2020-11-25 11:47:31

by Phil Sutter

[permalink] [raw]
Subject: XFRM interface and NF_INET_LOCAL_OUT hook

Hi Steffen,

I am working on a ticket complaining about netfilter policy match
missing packets in OUTPUT chain if XFRM interface is being used.

I don't fully overlook the relevant code path, but it seems like
skb_dest(skb)->xfrm is not yet assigned when the skb is routed towards
XFRM interface and already cleared again (by xfrm_output_one?) before it
makes its way towards the real output interface. NF_INET_POST_ROUTING
hook works though.

Is this a bug or an expected quirk when using XFRM interface?

Cheers, Phil


2020-11-26 11:35:27

by Steffen Klassert

[permalink] [raw]
Subject: Re: XFRM interface and NF_INET_LOCAL_OUT hook

Hi Phil,

On Wed, Nov 25, 2020 at 12:23:42PM +0100, Phil Sutter wrote:
> Hi Steffen,
>
> I am working on a ticket complaining about netfilter policy match
> missing packets in OUTPUT chain if XFRM interface is being used.
>
> I don't fully overlook the relevant code path, but it seems like
> skb_dest(skb)->xfrm is not yet assigned when the skb is routed towards
> XFRM interface and already cleared again (by xfrm_output_one?) before it
> makes its way towards the real output interface. NF_INET_POST_ROUTING
> hook works though.
>
> Is this a bug or an expected quirk when using XFRM interface?

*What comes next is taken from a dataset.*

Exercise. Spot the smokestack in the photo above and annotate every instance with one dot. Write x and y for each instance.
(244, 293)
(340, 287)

This is expected behaviour. The xfrm interfaces are plaintext devices,
the plaintext packets are routed to the xfrm interface which guarantees
transformation. So the lookup that assigns skb_dst(skb)->xfrm
happens 'behind' the interface. After transformation,
skb_dst(skb)->xfrm will be cleared. So this assignment exists just
inside xfrm in that case.

Does netfilter match against skb_dst(skb)->xfrm? What is the exact case
that does not work?

2020-11-26 13:12:44

by Phil Sutter

[permalink] [raw]
Subject: Re: XFRM interface and NF_INET_LOCAL_OUT hook

Hi Steffen,

On Thu, Nov 26, 2020 at 10:40:21AM +0100, Steffen Klassert wrote:
> On Wed, Nov 25, 2020 at 12:23:42PM +0100, Phil Sutter wrote:
> > I am working on a ticket complaining about netfilter policy match
> > missing packets in OUTPUT chain if XFRM interface is being used.
> >
> > I don't fully overlook the relevant code path, but it seems like
> > skb_dest(skb)->xfrm is not yet assigned when the skb is routed towards
> > XFRM interface and already cleared again (by xfrm_output_one?) before it
> > makes its way towards the real output interface. NF_INET_POST_ROUTING
> > hook works though.
> >
> > Is this a bug or an expected quirk when using XFRM interface?
>
> This is expected behaviour. The xfrm interfaces are plaintext devices,
> the plaintext packets are routed to the xfrm interface which guarantees
> transformation. So the lookup that assigns skb_dst(skb)->xfrm
> happens 'behind' the interface. After transformation,
> skb_dst(skb)->xfrm will be cleared. So this assignment exists just
> inside xfrm in that case.

OK, thanks for the clarification.

> Does netfilter match against skb_dst(skb)->xfrm? What is the exact case
> that does not work?

The reported use-case is a match against tunnel data in output hook:

| table t {
| chain c {
| type filter hook output priority filter
| oifname eth0 ipsec out ip daddr 192.168.1.2
| }
| }

The ipsec expression tries to extract that data from skb_dst(skb)->xfrm
if present. In xt_policy (for iptables), code is equivalent. The above
works when not using xfrm_interface. Initially I assumed one just needs
to adjust the oifname match, but even dropping it doesn't help.

Cheers, Phil

2020-11-27 09:58:17

by Steffen Klassert

[permalink] [raw]
Subject: Re: XFRM interface and NF_INET_LOCAL_OUT hook

On Thu, Nov 26, 2020 at 02:12:00PM +0100, Phil Sutter wrote:
> > >
> > > Is this a bug or an expected quirk when using XFRM interface?
> >
> > This is expected behaviour. The xfrm interfaces are plaintext devices,
> > the plaintext packets are routed to the xfrm interface which guarantees
> > transformation. So the lookup that assigns skb_dst(skb)->xfrm
> > happens 'behind' the interface. After transformation,
> > skb_dst(skb)->xfrm will be cleared. So this assignment exists just
> > inside xfrm in that case.
>
> OK, thanks for the clarification.
>
> > Does netfilter match against skb_dst(skb)->xfrm? What is the exact case
> > that does not work?
>
> The reported use-case is a match against tunnel data in output hook:
>
> | table t {
> | chain c {
> | type filter hook output priority filter
> | oifname eth0 ipsec out ip daddr 192.168.1.2
> | }
> | }
>
> The ipsec expression tries to extract that data from skb_dst(skb)->xfrm
> if present. In xt_policy (for iptables), code is equivalent. The above
> works when not using xfrm_interface. Initially I assumed one just needs
> to adjust the oifname match, but even dropping it doesn't help.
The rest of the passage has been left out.